Im Zuge des „Kampfes gegen Rechts“ entscheiden statt Gerichten häufig gewaltbereite Autonome und Aktivisten darüber, ob bestimmte Versammlungen und Demonstrationen überhaupt stattfinden dürfen. Durch ihre Duldung ermächtigen Zivilgesellschaft und Staat sie, in Rotfront- und SA-Manier ihre kriminellen, jedenfalls minderwertigen Instinkte, Gelüste und Interessen auszuleben. Wenn sie – wie jetzt mit den Anschlägen auf Polizeieinrichtungen in Hamburg und Berlin – über das Limit hinausschießen, bestätigt sich die Komplizenschaft noch im Beschweigen des linksextremen Hintergrunds.

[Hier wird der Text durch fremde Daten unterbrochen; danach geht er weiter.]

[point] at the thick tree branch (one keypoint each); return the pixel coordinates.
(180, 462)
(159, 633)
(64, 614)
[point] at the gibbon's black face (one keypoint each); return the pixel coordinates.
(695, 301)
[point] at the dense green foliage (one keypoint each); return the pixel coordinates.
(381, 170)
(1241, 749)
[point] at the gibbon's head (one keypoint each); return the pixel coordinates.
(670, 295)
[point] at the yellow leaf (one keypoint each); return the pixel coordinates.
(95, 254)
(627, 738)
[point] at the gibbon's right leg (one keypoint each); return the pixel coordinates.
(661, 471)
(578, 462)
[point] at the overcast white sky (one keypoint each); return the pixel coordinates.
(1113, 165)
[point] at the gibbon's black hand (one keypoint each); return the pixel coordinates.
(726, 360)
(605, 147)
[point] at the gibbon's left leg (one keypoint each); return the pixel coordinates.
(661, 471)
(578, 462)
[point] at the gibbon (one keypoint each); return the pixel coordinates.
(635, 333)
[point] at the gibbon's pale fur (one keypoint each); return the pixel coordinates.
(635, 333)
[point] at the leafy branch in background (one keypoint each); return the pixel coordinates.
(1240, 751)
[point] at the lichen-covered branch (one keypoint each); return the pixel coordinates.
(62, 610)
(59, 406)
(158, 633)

Zugleich gibt es Indizien, daß Zivilgesellschaft und Staat dazu neigen, die Gewalttäter zu instrumentalisieren, um unliebsame Meinungsäußerungen und Initiativen zu unterdrücken. Dieses Mit- und Ineinander von antifaschistischem Terror und staatlicher Repression wird zweifellos anwachsen, je mehr staatliche Machtpositionen die Linkspartei erobert. Unter formal demokratischen und rechtsstaatlichen Verhältnissen wird damit ein Typus herangezüchtet, mit dem man – frei nach Oskar Lafontaine – gegebenenfalls auch Konzentrationslager (respektive Umerziehungszentren zur Generierung eines demokratisch-antirassistischen Bewußtseins) betreiben kann.

Unterhalb der Ebene höchstrichterlicher Urteile wird längst ein Ausnahmerecht praktiziert. Nach dem dubiosen Lebkuchenmesser-Attentat auf den Passauer Polizeichef Alois Mannichl vor einem Jahr wurden unter dem anfeuernden Geheule der Medien völlig Unschuldige, aber „Rechte“ fest- und ihre Wohnung auseinandergenommen. Eine Neugewichtung und Relativierung des „Kampfes gegen Rechts“ durch die Bundesregierung wäre auch ein notwendiges Zeichen gegen plebiszitär gesteuerte staatliche Behörden und Gerichte.